She was the backbone of the taskforce that took back the Falklands from Argentina and once boasted Prince Andrew among her crew.

Now HMS Invincible is about to meet a sad end, sold for scrap on an auction website.

Her seller, the Ministry of Defence, is better described as “cash-strapped” rather than as “one careful owner”.

Launched barely 30 years ago, the 10,000 ton aircraft carrier is now just a hulk, her engines decommissioned and her pumps and generators broken.

But as one of Britain’s two flattops in 1982, the ship helped turn the tide after General Galtieri invaded the Falklands.

At the time of the invasion HMS Invincible had been earmarked for sale to Australia for £175million,

Critics claim it was that sale which emboldened Argentina to attack. It was hastily called off after the invasion.

Last month’s decision to scrap Britain’s only remaining aircraft carrier, Ark Royal, nine years before its replacement comes on line, has been criticised by admirals as having the potential to encourage Buenos Aires to again raise a claim over the islands.

HMS Invincible’s decline began in 2005 when MoD chiefs mothballed her 14 months after an extensive refit which was meant to extend her life by 10 years.

Michael Auslin says Admiral Nelson is spinning in his grave.

Imagine if someone had predicted in 1910 the loss of Britain’s position of economic leadership, the abandonment of the Empire, the complete triumph of socialism, surrender of the Royal Navy’s command of the seas, massive immigration of hostile and unproductive non-Europeans encouraged by a Labour government deliberately seeking to change the ethnic character of the British nation, and even a ban on hunting. How thoroughly and utterly destructive the impact of leftism would be could not possibly have ever been imagined.
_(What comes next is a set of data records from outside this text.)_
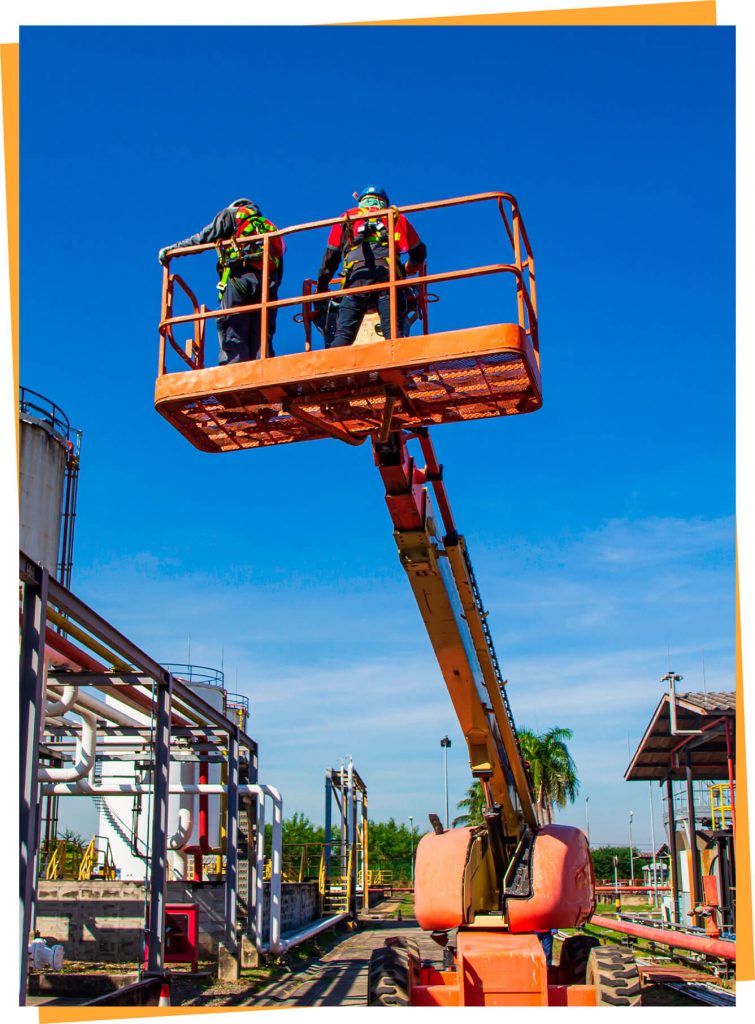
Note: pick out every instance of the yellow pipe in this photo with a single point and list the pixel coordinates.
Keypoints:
(87, 640)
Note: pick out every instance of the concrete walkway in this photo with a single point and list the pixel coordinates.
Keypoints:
(339, 978)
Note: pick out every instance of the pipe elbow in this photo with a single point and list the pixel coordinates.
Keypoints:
(86, 751)
(58, 704)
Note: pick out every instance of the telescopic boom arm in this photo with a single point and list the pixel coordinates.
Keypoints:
(436, 561)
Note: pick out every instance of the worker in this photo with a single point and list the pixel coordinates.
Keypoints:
(362, 243)
(240, 266)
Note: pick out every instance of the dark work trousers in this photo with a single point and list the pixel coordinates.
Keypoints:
(352, 308)
(239, 335)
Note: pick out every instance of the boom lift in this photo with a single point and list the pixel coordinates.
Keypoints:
(499, 886)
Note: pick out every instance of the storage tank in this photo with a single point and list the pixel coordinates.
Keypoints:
(46, 444)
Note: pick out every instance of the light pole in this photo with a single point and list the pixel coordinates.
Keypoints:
(411, 839)
(631, 851)
(446, 742)
(587, 817)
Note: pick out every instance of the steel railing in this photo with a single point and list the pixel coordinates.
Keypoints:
(521, 267)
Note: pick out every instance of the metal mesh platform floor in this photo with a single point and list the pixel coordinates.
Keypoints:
(423, 381)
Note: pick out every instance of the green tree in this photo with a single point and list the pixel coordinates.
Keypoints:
(471, 804)
(553, 771)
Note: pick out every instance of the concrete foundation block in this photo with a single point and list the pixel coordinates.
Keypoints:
(227, 964)
(249, 954)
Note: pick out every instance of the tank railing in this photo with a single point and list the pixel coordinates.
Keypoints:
(45, 410)
(196, 674)
(522, 269)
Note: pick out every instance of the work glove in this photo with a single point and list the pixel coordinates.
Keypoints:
(320, 311)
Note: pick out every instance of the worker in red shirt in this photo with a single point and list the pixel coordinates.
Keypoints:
(240, 267)
(363, 245)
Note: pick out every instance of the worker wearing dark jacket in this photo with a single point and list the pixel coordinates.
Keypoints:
(363, 245)
(240, 267)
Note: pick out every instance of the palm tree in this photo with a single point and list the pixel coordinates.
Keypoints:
(472, 805)
(553, 771)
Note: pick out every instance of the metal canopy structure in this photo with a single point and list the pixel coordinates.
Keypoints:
(352, 392)
(711, 716)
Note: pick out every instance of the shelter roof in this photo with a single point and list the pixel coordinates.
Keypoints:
(662, 753)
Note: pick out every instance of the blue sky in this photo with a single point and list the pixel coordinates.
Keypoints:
(601, 527)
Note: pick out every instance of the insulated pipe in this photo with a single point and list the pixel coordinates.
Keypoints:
(100, 709)
(310, 930)
(64, 650)
(179, 864)
(85, 755)
(258, 793)
(185, 810)
(667, 937)
(108, 712)
(58, 704)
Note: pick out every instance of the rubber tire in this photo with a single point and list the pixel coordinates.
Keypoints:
(387, 983)
(575, 954)
(615, 975)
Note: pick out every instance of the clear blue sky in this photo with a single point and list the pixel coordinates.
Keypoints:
(601, 527)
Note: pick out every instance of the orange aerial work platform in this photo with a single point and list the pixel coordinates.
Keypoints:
(372, 387)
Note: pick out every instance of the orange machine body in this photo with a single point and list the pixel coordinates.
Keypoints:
(495, 969)
(454, 882)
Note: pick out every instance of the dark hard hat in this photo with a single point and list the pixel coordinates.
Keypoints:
(375, 190)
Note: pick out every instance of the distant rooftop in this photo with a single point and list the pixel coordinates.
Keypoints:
(706, 712)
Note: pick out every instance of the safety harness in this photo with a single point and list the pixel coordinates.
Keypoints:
(247, 254)
(368, 245)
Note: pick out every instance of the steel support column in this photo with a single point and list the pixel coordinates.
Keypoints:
(696, 886)
(159, 835)
(232, 844)
(31, 716)
(365, 854)
(674, 859)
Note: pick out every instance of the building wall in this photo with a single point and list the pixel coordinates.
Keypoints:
(103, 921)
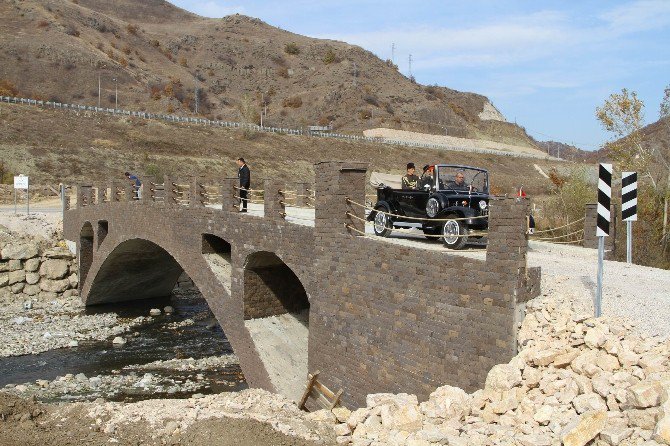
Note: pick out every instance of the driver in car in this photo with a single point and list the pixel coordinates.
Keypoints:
(459, 182)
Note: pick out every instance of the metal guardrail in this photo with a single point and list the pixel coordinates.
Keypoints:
(287, 131)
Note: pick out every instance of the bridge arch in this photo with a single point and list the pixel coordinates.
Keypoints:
(276, 314)
(134, 269)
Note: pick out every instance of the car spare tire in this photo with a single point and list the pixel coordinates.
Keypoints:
(454, 232)
(382, 223)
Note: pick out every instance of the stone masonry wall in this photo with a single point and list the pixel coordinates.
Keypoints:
(383, 317)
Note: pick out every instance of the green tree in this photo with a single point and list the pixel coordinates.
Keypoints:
(622, 114)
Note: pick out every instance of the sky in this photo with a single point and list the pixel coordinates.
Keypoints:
(545, 65)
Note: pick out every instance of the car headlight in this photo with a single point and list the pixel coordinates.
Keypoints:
(432, 207)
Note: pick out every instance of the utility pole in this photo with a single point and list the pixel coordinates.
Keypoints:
(197, 97)
(355, 73)
(116, 94)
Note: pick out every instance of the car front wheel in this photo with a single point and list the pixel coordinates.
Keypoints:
(453, 233)
(382, 223)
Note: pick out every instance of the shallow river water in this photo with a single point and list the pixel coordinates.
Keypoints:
(157, 340)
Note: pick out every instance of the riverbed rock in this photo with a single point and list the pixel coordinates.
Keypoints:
(54, 286)
(17, 276)
(20, 251)
(54, 268)
(584, 429)
(32, 265)
(58, 253)
(32, 278)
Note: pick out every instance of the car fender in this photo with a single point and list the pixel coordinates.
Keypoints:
(388, 204)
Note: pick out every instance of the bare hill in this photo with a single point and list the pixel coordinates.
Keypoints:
(159, 54)
(55, 146)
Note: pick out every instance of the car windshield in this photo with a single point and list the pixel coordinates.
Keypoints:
(461, 178)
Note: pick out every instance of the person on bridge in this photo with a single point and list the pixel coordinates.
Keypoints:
(410, 181)
(244, 175)
(137, 184)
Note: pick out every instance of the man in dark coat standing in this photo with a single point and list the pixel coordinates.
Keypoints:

If someone were able to travel through time and display to the population of 1910 Britain exactly what would become of the British Empire, British institutions, British liberty, and the British way of life in a century, I suspect the population would have risen en masse and slaughtered out of hand every pacifist, every socialist, every trade unionist, every Bloomsbury, and every reformer in the country.